O termo pode abranger diferentes mecanismos. Em alguns casos, os criadores retiram a liquidez de um pool (isto é, resgatam o que foi depositado); em outros, vendem uma grande quantidade dos tokens que mantinham ou programam o contrato para dificultar ou impedir a venda por terceiros.
Como o golpe funciona na prática
Embora existam várias estratégias, muitos rug pulls seguem uma sequência reconhecível. Primeiro aparece a história. Depois, o entusiasmo. Em seguida, entra o dinheiro. Por fim, ocorre a retirada de valor.
Criação de hype
O primeiro passo costuma ser construir a percepção de que existe uma oportunidade rara.
Os responsáveis podem criar contas em redes sociais, grupos de Telegram e comunidades de Discord. Também podem contratar influenciadores, produzir vídeos, divulgar supostos parceiros e publicar gráficos com grandes valorizações.
A linguagem costuma explorar urgência: “última chance”, “próximo 100x”, “entrada antes da listagem” ou “vagas limitadas”. O objetivo é reduzir o tempo que o investidor tem para pensar.
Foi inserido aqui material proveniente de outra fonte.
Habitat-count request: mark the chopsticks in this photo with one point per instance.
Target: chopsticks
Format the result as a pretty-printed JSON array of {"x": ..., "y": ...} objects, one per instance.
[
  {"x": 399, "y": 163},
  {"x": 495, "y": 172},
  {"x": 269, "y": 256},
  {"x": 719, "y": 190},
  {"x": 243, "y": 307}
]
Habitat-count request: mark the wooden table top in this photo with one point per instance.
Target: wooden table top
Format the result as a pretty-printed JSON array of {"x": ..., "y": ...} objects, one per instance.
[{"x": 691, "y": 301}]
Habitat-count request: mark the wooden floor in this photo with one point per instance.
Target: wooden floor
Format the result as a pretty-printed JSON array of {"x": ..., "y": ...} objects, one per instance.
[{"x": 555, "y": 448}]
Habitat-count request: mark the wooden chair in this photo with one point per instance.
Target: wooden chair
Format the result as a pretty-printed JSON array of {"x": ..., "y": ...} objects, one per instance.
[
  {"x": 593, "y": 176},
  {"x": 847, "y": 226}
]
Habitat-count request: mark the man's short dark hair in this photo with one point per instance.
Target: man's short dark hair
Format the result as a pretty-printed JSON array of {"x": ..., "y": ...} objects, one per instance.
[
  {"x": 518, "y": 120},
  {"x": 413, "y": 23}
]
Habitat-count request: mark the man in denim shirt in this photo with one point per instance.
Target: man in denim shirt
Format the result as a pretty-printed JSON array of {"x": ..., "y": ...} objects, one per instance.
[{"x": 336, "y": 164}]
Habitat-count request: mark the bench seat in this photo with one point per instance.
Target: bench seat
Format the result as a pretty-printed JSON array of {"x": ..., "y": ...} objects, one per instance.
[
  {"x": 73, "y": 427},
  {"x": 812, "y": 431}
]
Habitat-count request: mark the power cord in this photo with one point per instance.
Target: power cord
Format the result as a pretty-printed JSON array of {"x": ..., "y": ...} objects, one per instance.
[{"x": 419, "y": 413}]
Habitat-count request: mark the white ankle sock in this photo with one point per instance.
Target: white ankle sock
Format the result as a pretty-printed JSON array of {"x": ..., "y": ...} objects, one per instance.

O FOMO (Fear Of Missing Out, ou medo de ficar de fora) funciona porque transforma uma decisão financeira em uma decisão emocional. O investidor vê outras pessoas dizendo que compraram cedo e teme chegar tarde.
Imagine um token chamado RUGX. Ele começa valendo US$ 0,01. Em poucas horas, chega a US$ 0,40. Prints de carteiras com lucros aparecem nas redes sociais.
O movimento parece comprovar a tese. Entretanto, se poucas carteiras controlam grande parte da oferta, o preço pode depender muito mais dessas posições do que de uma demanda sustentável.
A entrada de dinheiro
Com a atenção criada, os investidores começam a comprar o token.
Em uma DEX baseada em pools de liquidez (reserva de criptomoedas guardadas em contratos inteligentes), o funcionamento é diferente do modelo tradicional de uma ordem de compra encontrar diretamente uma ordem de venda.
O pool contém ativos que podem ser negociados entre si, e os preços são determinados de acordo com os saldos disponíveis.
É aqui que a palavra liquidez se torna importante.
Liquidez representa, de maneira simplificada, a facilidade para comprar ou vender um ativo sem provocar uma alteração muito grande no preço.
Um mercado com pouca liquidez pode parecer movimentado, mas uma venda relativamente grande já consegue produzir uma queda expressiva.
Fuga com os fundos
O momento crítico acontece quando os responsáveis usam o controle que possuem para retirar valor do projeto.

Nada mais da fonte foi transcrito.